Trigonometric Functions

The trigonometric functions x=cos(t) and y=sin(t) appear as solutions to the initial value problem for t>0: (see alternative presentation)

  • \frac{dx}{dt} = -y         (1)
  • \frac{dy}{dt} = x           (2)

or in time stepping code form

  • x=x-y*dt   (as dx = -y*dt)
  • y=y+x*dt  (as dy = x*dt)

with the following initial values for t=0:

  • x=\cos(0)=1 and y=\sin(0)=0.

Watch and play with the code.

Understand that by construction with D=\frac{d}{dt}

  • D\cos(t) = -\sin(t)
  • D\sin(t) = \cos(t).

Conclude that both cos(t) and sin (t) solves the second-order differential equation (initial value problem) in a function u(t)

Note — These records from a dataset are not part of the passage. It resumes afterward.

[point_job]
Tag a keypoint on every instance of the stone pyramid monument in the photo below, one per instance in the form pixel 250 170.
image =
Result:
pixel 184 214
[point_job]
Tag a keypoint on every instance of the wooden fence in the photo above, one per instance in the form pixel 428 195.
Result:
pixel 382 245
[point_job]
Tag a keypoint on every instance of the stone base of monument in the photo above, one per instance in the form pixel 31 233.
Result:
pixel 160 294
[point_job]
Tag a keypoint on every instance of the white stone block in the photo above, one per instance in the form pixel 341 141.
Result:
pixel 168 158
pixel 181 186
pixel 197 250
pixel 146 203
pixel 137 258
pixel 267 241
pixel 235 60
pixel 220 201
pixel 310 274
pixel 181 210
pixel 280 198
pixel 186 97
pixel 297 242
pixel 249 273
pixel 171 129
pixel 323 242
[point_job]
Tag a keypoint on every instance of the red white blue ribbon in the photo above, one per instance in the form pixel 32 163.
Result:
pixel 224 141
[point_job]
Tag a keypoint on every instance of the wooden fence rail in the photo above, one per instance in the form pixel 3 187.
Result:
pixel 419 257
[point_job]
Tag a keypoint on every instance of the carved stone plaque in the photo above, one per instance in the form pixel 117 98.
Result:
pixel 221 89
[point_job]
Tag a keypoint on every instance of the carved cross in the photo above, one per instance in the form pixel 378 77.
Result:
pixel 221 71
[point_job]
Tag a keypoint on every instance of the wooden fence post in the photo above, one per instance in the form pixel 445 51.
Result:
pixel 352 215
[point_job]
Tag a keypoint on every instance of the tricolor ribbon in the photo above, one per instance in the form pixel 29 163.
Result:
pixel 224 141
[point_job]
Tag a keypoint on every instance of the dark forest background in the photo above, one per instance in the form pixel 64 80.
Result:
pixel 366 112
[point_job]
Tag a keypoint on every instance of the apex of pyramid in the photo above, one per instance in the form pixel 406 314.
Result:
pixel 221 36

  • D^2u + u \equiv \frac{du^2}{dt^2}+u=0 for t > 0,

with the following initial values:

  • u(t)=cos(t): \quad u(0)=1,\quad Du(0)=0,
  • u(t)=sin(t): \quad u(0)=0,\quad Du(0)=1,

Observe that the differential equations (1)-(2) express that the velocity vector (vx,vy)=(\frac{dx}{dt},\frac{dy}{dt}) and the position vector (x,y) satisfies

  • vx* x + vy*y = -y*x + x*y =0,        (velocity is orthogonal to position)

which means that the point (x,y) moves around a circle with radius 1, which give \cos(t) and \sin(t) a geometric meaning with t appearing as an angle. Find out the details of the geometry.

Check out this more detailed presentation.

To do:

  • Compute Pi (3.14….) by computing the first value of t > 0 such that sin(t)=0 by time stepping (1)-(2).
  • Show that  by construction \sin(s+t) =\sin(s)\cos(t)+\cos(s)\sin(t). Hint: Note that u(t)=sin(s+t) solves D^2u + u = 0 with initial conditions u(0)=sin(s) and Du(0)=cos(s) and so is the linear combination sin(s)cost(t)+cos(s)sin(t).
  • Similarly show other properties of \sin(t) and \cos(t).
  • See that (1)-(2) models a harmonic oscillator of a body connected to a fixed point with a spring modeled by dx = – v*dt and dv = x*dt, where the acceleration dv/dt  is balanced by a spring force scaling with position x measuring the extension of the spring.